Perhaps one of the
brightest thoughts for the Fizzer as he "punches" along those desolate
Downs is the knowledge that a little before eleven o'clock in the morning
Anthony's will come out, and, standing with shaded eyes, will look
through the quivering heat, away into the Downs for that tiny moving
speck. When the Fizzer is late there, death will have won at the
dice-throwing.
I suppose he got a salary. No one ever troubled to ask.

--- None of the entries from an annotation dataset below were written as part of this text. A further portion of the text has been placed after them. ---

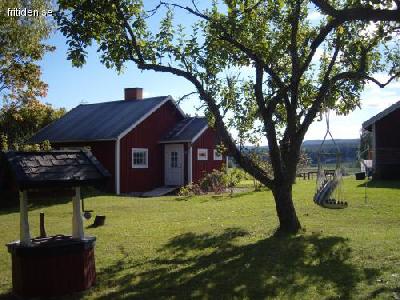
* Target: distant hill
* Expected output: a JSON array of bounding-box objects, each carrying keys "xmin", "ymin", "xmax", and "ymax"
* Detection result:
[
  {"xmin": 303, "ymin": 139, "xmax": 360, "ymax": 147},
  {"xmin": 302, "ymin": 139, "xmax": 360, "ymax": 164},
  {"xmin": 239, "ymin": 139, "xmax": 360, "ymax": 165}
]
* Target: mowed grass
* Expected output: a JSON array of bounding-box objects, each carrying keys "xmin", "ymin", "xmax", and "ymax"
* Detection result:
[{"xmin": 0, "ymin": 178, "xmax": 400, "ymax": 299}]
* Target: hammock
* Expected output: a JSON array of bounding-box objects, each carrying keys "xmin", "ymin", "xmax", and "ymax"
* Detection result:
[{"xmin": 314, "ymin": 112, "xmax": 348, "ymax": 209}]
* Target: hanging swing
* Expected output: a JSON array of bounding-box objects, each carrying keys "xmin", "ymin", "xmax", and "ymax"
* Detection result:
[{"xmin": 314, "ymin": 110, "xmax": 347, "ymax": 209}]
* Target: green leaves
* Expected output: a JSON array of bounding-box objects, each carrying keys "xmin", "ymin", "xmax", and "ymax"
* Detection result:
[{"xmin": 0, "ymin": 0, "xmax": 54, "ymax": 102}]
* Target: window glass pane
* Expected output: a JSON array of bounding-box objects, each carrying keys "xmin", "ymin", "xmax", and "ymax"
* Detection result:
[
  {"xmin": 132, "ymin": 148, "xmax": 148, "ymax": 168},
  {"xmin": 171, "ymin": 151, "xmax": 178, "ymax": 168}
]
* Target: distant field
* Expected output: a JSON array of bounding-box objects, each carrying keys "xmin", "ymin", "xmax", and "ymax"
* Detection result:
[{"xmin": 0, "ymin": 177, "xmax": 400, "ymax": 299}]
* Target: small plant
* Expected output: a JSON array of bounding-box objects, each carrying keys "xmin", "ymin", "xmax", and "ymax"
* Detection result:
[
  {"xmin": 200, "ymin": 169, "xmax": 228, "ymax": 194},
  {"xmin": 227, "ymin": 168, "xmax": 246, "ymax": 196},
  {"xmin": 178, "ymin": 184, "xmax": 203, "ymax": 197}
]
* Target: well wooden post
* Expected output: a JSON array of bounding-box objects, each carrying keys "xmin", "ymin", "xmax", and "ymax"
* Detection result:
[
  {"xmin": 72, "ymin": 187, "xmax": 85, "ymax": 239},
  {"xmin": 19, "ymin": 191, "xmax": 32, "ymax": 246}
]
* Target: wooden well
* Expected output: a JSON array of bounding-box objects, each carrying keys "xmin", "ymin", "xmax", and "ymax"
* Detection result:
[{"xmin": 7, "ymin": 236, "xmax": 96, "ymax": 298}]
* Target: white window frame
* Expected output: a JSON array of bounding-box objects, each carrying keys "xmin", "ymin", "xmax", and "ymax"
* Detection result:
[
  {"xmin": 197, "ymin": 148, "xmax": 208, "ymax": 160},
  {"xmin": 214, "ymin": 149, "xmax": 223, "ymax": 160},
  {"xmin": 132, "ymin": 148, "xmax": 149, "ymax": 169}
]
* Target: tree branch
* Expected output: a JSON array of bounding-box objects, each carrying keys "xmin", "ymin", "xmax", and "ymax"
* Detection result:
[{"xmin": 311, "ymin": 0, "xmax": 400, "ymax": 23}]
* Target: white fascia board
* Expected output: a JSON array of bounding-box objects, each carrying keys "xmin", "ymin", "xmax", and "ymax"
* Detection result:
[{"xmin": 158, "ymin": 140, "xmax": 192, "ymax": 144}]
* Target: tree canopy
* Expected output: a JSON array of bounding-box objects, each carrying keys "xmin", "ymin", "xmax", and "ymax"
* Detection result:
[
  {"xmin": 0, "ymin": 100, "xmax": 65, "ymax": 150},
  {"xmin": 0, "ymin": 0, "xmax": 53, "ymax": 101},
  {"xmin": 57, "ymin": 0, "xmax": 400, "ymax": 232}
]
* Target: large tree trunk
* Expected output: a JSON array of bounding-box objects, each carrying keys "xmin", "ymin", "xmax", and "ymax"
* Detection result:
[{"xmin": 272, "ymin": 182, "xmax": 301, "ymax": 234}]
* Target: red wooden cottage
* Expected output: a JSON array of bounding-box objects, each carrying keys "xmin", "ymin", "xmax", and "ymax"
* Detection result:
[
  {"xmin": 29, "ymin": 88, "xmax": 224, "ymax": 194},
  {"xmin": 362, "ymin": 101, "xmax": 400, "ymax": 179}
]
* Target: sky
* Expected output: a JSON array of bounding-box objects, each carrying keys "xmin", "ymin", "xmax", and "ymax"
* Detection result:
[{"xmin": 40, "ymin": 8, "xmax": 400, "ymax": 140}]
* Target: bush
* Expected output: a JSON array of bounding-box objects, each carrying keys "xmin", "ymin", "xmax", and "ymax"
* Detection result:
[
  {"xmin": 178, "ymin": 184, "xmax": 203, "ymax": 197},
  {"xmin": 200, "ymin": 169, "xmax": 228, "ymax": 194},
  {"xmin": 227, "ymin": 168, "xmax": 247, "ymax": 195}
]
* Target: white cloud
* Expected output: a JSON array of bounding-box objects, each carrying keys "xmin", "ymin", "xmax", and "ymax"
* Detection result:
[
  {"xmin": 143, "ymin": 90, "xmax": 153, "ymax": 98},
  {"xmin": 307, "ymin": 10, "xmax": 322, "ymax": 22}
]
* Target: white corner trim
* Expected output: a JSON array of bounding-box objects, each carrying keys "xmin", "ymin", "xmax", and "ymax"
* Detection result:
[
  {"xmin": 19, "ymin": 191, "xmax": 31, "ymax": 246},
  {"xmin": 72, "ymin": 186, "xmax": 85, "ymax": 240},
  {"xmin": 192, "ymin": 125, "xmax": 208, "ymax": 143},
  {"xmin": 188, "ymin": 144, "xmax": 193, "ymax": 184},
  {"xmin": 197, "ymin": 148, "xmax": 208, "ymax": 161},
  {"xmin": 131, "ymin": 148, "xmax": 149, "ymax": 169},
  {"xmin": 115, "ymin": 138, "xmax": 121, "ymax": 195}
]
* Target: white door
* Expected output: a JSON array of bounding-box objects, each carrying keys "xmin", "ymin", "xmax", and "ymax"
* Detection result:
[{"xmin": 164, "ymin": 144, "xmax": 184, "ymax": 185}]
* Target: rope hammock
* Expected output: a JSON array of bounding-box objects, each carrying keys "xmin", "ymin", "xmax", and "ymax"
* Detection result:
[{"xmin": 314, "ymin": 110, "xmax": 347, "ymax": 209}]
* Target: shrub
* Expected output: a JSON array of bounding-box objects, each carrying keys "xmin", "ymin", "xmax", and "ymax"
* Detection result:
[
  {"xmin": 226, "ymin": 168, "xmax": 246, "ymax": 195},
  {"xmin": 178, "ymin": 184, "xmax": 203, "ymax": 197},
  {"xmin": 200, "ymin": 169, "xmax": 228, "ymax": 194}
]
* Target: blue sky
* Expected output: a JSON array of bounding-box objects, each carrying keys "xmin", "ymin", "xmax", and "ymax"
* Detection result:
[{"xmin": 41, "ymin": 16, "xmax": 400, "ymax": 143}]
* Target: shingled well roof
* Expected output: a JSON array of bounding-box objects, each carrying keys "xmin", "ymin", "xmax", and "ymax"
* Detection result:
[
  {"xmin": 3, "ymin": 150, "xmax": 110, "ymax": 189},
  {"xmin": 160, "ymin": 117, "xmax": 208, "ymax": 143},
  {"xmin": 29, "ymin": 96, "xmax": 172, "ymax": 143}
]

He was
expected, and he came, and in our selfishness we did not concern
ourselves beyond that.
It is men like the Fizzer who, "keeping the roads open," lay the
foundation-stones of great cities; and yet when cities creep into the
Never-Never along the Fizzer's mail route, in all probability they will
be called after Members of Parliament and the Prime Ministers of that
day, grandsons, perhaps, of the men who forgot to keep the old well in
repair, while our Fizzer and the mail-man who perished will be forgotten;
for townsfolk are apt to forget the beginnings of things.
Three days' spell at Anthony's, to wait for the Queensland mail-man from
the "other-side" (another Fizzer no doubt, for the bush mail-service soon
culls out the unfitted), an exchange of mail-bags, and then the Downs
must be faced again with the same team of horses.